Empirical Education: focusing evaluations

The standard design for experimental program evaluations in educational settings may not be doing justice to the questions that matter most to district decision makers. In many sites where we have worked, the most important question had to do with a gap between two populations within the district. For example, one district’s improvement plan specifically targeted the gap in science achievement between black students and white students. In another, there was a specific concern with the performance of new, and often uncertified, teachers compared to experienced teachers. NCLB, with its requirement for disaggregating the performance of specific subgroups, has reinforced this perspective. A new science curriculum that has a modest positive impact on performance across the district could be rejected if it had the effect of increasing the gap between the two populations of concern.
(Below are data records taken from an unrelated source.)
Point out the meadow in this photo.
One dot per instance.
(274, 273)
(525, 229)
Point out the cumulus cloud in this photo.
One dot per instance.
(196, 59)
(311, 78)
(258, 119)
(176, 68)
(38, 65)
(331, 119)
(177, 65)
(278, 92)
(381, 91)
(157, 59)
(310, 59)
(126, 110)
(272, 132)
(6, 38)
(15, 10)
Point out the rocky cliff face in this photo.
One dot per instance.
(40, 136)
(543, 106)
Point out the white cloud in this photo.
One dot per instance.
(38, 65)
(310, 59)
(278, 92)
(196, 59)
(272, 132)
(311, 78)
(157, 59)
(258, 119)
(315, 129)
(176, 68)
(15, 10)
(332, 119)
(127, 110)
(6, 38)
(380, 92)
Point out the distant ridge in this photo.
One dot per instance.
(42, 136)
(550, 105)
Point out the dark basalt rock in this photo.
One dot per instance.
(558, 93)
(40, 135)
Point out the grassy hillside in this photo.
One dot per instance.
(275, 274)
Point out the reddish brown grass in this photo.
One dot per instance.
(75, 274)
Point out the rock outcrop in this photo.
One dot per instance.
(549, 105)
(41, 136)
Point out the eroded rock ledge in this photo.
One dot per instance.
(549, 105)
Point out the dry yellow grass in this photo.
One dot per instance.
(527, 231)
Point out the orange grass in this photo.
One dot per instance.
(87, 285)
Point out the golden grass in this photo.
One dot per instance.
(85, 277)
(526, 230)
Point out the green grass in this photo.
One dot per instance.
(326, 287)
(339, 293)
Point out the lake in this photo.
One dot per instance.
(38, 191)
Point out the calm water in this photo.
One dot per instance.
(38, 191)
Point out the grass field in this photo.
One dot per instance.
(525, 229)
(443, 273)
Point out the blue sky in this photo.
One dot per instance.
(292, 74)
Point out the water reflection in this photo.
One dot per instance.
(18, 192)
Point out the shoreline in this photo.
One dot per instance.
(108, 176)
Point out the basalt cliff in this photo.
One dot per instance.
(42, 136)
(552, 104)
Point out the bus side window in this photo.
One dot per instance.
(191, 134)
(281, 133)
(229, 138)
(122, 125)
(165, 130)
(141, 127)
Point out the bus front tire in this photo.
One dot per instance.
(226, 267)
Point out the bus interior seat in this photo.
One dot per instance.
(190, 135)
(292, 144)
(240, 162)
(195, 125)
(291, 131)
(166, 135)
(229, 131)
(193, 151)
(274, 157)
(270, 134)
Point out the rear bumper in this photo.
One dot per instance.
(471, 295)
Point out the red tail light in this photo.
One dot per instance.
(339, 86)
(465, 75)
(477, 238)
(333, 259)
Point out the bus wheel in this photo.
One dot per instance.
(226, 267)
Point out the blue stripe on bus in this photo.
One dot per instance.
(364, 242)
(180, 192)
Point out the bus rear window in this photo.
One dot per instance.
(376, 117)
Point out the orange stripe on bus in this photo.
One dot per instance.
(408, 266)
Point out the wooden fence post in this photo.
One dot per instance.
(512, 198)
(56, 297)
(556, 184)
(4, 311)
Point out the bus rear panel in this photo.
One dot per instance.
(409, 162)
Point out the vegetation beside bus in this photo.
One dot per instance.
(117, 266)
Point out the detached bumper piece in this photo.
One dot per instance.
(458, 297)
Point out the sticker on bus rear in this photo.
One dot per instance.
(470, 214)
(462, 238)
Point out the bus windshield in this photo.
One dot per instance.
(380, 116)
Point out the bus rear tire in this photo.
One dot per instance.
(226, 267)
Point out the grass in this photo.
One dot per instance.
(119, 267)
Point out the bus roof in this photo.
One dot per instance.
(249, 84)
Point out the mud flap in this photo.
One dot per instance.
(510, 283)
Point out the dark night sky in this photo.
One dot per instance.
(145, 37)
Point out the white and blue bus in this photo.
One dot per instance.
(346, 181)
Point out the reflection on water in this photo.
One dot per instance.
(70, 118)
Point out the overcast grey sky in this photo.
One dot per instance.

When a new program favors one kind of student or teacher over another, we call it an interaction, that is, an interaction between the experimental “treatment” and some pre-existing “trait” of the population involved. In experimental design, we call these characteristics of the people or the setting moderators because they are seen as moderating the impact of the new program. Moderators are often considered secondary or even exploratory outcomes in experimental program evaluations, which are designed primarily to find out whether the new program makes an overall difference for the study population as a whole. Who gets and doesn’t get the program can be manipulated experimentally. By contrast, the moderator is a pre-existing characteristic that (usually) can’t be manipulated. While the experiment focuses on a specific program (treatment), any number of moderators can be examined after the fact.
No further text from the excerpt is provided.